Up 「波」の教材 作成: 2017-10-27
更新: 2019-06-11


    学校理科の「波」は,「縦波・横波」「振動」のはなしであって,このとき縦波はバネ,横波は水面をそれぞれ例にする。
    しかし,これでは,生徒は「波」が何かわからない。
    肝心の「波」の意義,波のしくみを先ず教えるものになっていない──結局最後まで曖昧なまま放っておかれる──からである。

      学校の教科教育は全般にこれである。
      こうなるのは,ひとはもともと「何?」の問いを立てるようにはできていないからである。
      わたしがよく知る教科教育は数学教育であるが,教員は「何?」の問いをもっていない。 授業は,<何>のない<いかに>を教えることで終始する。

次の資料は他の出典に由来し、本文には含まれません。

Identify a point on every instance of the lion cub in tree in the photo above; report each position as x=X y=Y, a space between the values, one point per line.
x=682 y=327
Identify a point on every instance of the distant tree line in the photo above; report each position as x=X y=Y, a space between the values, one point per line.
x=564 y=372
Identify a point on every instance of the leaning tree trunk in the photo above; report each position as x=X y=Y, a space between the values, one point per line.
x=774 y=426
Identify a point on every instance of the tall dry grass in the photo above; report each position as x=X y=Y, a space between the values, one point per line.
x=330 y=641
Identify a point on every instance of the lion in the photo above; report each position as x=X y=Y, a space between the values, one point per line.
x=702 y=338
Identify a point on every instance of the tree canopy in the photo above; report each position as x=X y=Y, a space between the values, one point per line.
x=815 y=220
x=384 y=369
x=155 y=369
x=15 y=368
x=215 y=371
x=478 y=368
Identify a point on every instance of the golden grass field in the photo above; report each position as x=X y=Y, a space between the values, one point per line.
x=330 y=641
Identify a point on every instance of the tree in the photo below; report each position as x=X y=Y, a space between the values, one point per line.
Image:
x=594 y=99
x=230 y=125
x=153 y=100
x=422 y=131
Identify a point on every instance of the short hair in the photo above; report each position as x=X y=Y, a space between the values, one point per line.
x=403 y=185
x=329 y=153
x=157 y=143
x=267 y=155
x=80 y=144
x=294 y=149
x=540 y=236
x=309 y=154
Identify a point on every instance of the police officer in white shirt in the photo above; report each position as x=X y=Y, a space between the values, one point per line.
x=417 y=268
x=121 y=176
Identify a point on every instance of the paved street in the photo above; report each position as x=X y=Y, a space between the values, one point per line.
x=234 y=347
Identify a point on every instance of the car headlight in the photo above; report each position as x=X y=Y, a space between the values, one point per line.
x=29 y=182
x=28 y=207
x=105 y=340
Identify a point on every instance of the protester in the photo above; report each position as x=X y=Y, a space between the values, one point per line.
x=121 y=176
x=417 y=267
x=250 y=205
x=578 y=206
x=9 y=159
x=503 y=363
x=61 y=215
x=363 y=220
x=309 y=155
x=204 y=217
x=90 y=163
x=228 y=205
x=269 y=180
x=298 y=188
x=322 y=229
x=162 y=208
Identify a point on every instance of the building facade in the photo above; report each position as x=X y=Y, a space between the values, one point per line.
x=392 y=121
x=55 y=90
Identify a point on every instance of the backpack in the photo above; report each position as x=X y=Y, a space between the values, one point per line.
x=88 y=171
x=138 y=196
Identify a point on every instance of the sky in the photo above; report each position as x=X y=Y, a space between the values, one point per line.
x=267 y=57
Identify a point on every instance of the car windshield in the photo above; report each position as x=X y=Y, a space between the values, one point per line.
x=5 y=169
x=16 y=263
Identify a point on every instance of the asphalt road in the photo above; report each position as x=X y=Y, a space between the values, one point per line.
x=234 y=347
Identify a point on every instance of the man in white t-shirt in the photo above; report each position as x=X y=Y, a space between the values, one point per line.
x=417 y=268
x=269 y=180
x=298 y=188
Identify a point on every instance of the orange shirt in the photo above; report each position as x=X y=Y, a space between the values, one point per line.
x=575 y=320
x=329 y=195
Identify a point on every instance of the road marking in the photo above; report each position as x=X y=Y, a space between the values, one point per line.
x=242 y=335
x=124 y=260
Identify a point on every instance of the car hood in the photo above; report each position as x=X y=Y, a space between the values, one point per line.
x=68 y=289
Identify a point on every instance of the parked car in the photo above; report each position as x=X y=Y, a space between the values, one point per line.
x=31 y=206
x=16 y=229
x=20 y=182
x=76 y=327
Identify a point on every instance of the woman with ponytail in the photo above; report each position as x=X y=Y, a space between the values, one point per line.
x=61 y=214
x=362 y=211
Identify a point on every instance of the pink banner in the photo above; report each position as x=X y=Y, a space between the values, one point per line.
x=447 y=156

    「波」の意義,波のしくみ──<隣につられる>の伝播──の教材は,スポーツ観戦の客席で起こるウェーブが最良である。
    「最良」の理由は,<離散>である。
    バネや水面の波は<連続>なので,はじめに用いる素材とはならない。

      <連続>は,<離散>の極限として理解できるものである。
      数学は,この方法を確立している。
      実数の連続は,自然数の離散から始めて,段階的に構築される (「数の構成」)。
      曲線には,折れ線の極限を見る。──例えば円は,正多角形の極限。